NAWL’s Ready to On-Ramp program, for those of us who haven’t even graduated yet.

I attended NAWL’s Ready to On-Ramp? program at Jenner & Block in Chicago, which was “designed to help lawyers develop their own personal strategy to re-entering the workforce” after taking time off, usually for raising children. Not having graduated from law school yet (one more week!), I was the youngest person there. I got some puzzled looks.But I found that the women I met, who have entered, exited, and sometimes entered the legal workforce again, had extremely valuable information to impart on a woman just starting her legal career.

Great advice was shared by the likes of Carol Fishman Cohen, author of Back on the Career Track: A Guide for Stay-at-Home Moms Who Want to Return to Work, who reiterated Lynn Hecht Schafran’s point at our Ms. JD conference last month, that Sandra Day O’Connor never entirely left the profession to raise her children—she was active in the bar and the Republican party the whole time.

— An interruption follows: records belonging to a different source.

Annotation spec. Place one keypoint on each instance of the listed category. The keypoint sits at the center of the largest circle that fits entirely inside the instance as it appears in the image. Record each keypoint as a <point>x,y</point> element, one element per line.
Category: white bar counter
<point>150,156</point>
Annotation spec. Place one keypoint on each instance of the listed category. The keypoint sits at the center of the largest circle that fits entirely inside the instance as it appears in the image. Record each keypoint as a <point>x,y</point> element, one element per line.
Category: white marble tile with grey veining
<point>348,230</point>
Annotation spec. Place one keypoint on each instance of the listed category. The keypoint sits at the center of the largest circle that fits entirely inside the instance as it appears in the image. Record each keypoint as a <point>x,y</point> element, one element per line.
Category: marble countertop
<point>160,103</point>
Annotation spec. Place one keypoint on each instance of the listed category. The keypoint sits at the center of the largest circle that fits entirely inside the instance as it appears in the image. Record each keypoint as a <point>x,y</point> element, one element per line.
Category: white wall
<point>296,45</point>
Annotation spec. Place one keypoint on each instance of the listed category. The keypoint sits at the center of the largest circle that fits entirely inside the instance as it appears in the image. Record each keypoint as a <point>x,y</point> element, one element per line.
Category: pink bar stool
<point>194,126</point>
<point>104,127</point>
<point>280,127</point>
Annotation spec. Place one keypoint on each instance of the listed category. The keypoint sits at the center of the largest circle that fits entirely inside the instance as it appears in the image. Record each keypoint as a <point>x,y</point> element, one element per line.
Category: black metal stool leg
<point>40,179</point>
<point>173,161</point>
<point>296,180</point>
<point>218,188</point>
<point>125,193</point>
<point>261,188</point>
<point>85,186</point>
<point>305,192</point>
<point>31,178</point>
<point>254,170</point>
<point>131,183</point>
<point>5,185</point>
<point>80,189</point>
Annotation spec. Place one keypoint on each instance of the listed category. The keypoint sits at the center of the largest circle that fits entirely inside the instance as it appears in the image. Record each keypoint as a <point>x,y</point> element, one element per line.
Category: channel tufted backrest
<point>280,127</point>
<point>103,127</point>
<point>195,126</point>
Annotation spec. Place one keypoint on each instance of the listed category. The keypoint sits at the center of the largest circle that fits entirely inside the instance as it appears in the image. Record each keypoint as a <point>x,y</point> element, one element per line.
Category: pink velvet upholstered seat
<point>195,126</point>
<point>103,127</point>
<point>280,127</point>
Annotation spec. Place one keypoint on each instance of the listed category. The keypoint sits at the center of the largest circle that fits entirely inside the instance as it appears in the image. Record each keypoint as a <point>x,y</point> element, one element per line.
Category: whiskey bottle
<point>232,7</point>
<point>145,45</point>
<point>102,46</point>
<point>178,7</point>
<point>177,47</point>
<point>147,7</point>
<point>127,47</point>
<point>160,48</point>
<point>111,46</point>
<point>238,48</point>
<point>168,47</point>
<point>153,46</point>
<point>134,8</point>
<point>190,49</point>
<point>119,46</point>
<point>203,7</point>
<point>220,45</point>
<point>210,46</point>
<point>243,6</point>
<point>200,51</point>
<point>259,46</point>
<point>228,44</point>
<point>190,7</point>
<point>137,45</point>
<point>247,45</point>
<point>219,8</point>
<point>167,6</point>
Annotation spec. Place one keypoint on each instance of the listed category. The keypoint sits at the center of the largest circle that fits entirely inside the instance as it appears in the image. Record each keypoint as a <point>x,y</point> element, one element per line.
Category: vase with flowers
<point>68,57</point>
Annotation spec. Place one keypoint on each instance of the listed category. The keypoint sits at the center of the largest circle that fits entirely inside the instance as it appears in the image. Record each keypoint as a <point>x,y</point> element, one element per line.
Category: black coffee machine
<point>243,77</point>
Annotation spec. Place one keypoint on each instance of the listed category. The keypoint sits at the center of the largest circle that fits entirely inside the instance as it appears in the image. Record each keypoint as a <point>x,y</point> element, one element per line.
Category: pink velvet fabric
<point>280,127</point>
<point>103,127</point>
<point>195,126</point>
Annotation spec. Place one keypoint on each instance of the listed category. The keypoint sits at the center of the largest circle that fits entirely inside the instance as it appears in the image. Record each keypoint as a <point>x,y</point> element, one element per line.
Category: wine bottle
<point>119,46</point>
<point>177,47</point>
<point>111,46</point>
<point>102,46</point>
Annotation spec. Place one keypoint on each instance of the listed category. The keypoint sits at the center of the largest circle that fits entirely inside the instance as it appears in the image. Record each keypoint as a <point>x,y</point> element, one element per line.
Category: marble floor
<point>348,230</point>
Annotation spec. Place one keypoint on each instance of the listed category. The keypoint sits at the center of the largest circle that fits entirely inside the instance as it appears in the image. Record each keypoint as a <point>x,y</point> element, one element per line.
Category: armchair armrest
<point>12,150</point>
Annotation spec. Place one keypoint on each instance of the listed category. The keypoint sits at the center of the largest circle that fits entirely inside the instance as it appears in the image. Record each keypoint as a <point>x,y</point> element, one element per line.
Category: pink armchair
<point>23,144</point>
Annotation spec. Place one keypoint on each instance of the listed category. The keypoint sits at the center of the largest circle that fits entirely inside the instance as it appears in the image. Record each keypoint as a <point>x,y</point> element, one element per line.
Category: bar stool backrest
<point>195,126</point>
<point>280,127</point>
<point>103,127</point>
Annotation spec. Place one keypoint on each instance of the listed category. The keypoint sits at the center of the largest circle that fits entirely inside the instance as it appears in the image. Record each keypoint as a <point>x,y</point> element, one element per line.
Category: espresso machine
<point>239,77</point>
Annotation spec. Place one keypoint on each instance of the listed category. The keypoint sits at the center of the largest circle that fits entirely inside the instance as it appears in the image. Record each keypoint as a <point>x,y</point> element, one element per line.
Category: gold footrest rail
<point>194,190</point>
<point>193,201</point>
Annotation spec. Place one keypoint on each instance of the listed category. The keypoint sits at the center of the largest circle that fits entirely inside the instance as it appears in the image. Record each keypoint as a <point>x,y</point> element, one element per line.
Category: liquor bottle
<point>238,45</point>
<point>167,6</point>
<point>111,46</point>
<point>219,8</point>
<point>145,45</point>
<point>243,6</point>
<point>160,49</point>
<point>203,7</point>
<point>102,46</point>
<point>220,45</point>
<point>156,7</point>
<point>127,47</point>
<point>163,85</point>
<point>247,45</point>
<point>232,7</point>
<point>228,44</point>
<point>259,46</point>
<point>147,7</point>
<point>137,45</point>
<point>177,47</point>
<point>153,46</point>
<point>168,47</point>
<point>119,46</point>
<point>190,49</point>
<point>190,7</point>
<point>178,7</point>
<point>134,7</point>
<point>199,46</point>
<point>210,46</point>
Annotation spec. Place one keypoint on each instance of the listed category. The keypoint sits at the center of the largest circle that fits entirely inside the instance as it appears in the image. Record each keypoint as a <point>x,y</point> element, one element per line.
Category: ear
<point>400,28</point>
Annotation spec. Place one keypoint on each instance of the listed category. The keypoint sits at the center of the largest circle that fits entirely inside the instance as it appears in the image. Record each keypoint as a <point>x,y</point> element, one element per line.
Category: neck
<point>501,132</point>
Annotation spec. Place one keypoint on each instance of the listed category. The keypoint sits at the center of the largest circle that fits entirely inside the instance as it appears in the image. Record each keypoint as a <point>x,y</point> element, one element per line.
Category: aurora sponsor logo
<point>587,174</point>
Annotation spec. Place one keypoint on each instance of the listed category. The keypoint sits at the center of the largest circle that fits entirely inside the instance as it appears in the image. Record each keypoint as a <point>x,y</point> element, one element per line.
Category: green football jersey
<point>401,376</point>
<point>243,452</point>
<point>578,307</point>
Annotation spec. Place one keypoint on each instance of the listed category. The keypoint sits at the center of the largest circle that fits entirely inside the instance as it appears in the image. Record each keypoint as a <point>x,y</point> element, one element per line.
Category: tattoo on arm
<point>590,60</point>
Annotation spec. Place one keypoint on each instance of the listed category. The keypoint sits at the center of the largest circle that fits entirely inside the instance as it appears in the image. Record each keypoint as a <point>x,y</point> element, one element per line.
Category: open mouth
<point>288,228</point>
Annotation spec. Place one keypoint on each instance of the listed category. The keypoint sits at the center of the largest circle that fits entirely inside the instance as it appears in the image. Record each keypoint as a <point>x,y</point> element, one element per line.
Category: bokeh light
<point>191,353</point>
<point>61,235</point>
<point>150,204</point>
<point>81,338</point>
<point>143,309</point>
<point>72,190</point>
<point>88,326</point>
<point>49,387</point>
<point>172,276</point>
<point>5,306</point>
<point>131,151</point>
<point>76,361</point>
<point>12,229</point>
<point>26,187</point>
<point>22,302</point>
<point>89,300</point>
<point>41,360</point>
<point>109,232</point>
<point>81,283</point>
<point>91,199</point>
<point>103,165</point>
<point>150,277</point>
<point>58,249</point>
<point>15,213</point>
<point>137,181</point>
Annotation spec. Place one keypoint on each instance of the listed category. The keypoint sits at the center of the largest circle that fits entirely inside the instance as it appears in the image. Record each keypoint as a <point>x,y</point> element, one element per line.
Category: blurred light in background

Deborah Epstein Henry, founder and president of the consulting firm that released “Best Law Firms for Women,” pointed out that firms want to hire and retain talented women, and might be willing to accommodate alternate schedules and time off to keep us from leaving entirely. Firms like Skadden, Arps have developed programs in which women can take up to three years off work, raise children, and re-enter the firm still sharp on their legal skills.Finally, several panelists pointed out that working and raising children is probably the norm—as opposed to the old model of working and having a spouse raise them for you. The new model requires some shifting in the entire structure of law firms. Lucky for my generation, some shifting has already begun.

There’s no reason for law students to learn this too late. Plan ahead and look for advice from veterans who have made it through past darker days of women’s issues in the legal profession.